A second-order, perfectly matched layer formulation to model 3D transient wave propagation in anisotropic elastic media

TL;DR

This paper introduces a second-order 3D PML formulation for simulating transient wave propagation in anisotropic elastic media, enhancing accuracy and implementation in numerical schemes.

Contribution

It presents a novel second-order PML formulation for 3D anisotropic elastic wave modeling, including extensions to viscoelastic media, improving simulation fidelity.

Findings

PML acts as a near-perfect absorber for anisotropic media.

Finite element simulations validate the formulation's effectiveness.

Extension to viscoelastic media broadens application scope.

Abstract

Numerical simulation of wave propagation in an infinite medium is made possible by surrounding a finite region by a perfectly matched layer (PML).

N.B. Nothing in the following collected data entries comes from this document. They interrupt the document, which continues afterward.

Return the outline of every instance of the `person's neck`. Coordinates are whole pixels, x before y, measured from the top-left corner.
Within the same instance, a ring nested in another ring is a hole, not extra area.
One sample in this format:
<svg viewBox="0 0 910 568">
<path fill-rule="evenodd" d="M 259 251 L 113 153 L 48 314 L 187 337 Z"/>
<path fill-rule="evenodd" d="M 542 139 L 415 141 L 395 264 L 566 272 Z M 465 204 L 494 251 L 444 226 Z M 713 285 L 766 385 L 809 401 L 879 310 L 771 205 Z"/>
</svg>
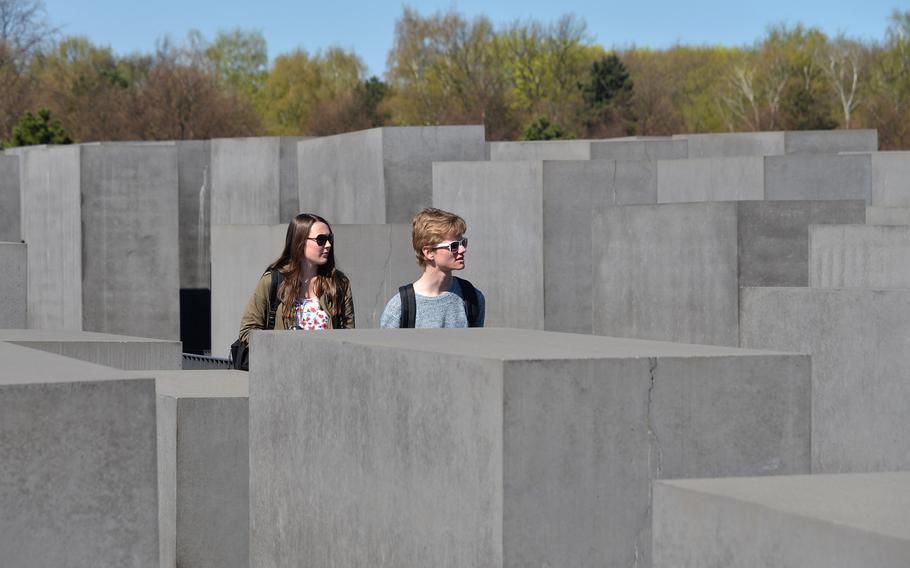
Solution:
<svg viewBox="0 0 910 568">
<path fill-rule="evenodd" d="M 414 292 L 421 296 L 438 296 L 452 289 L 452 273 L 427 266 L 423 275 L 414 282 Z"/>
<path fill-rule="evenodd" d="M 316 277 L 317 273 L 318 269 L 314 265 L 308 262 L 300 263 L 300 276 L 298 277 L 300 280 L 300 296 L 304 298 L 309 298 L 311 296 L 313 279 Z"/>
</svg>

Using this approach a generalized three-dimensional (3D) formulation is proposed for time-domain modeling of elastic wave propagation in an unbounded lossless anisotropic medium. The formulation is based on a second-order approach that has the advantages of, physical relationship to the underlying equations, and amenability to be implemented in common numerical schemes. Specifically, our formulation uses three second-order equations of the displacement field and nine auxiliary equations, along with the three time histories of the displacement field. The properties of the PML, which are controlled by a complex two-parameter stretch function, are such that it acts as near perfect absorber. Using finite element method (FEM) 3D numerical results are presented for a highly anisotropic medium. An extension of the formulation to the particular case of a Kelvin-Vogit viscoelastic medium is also presented.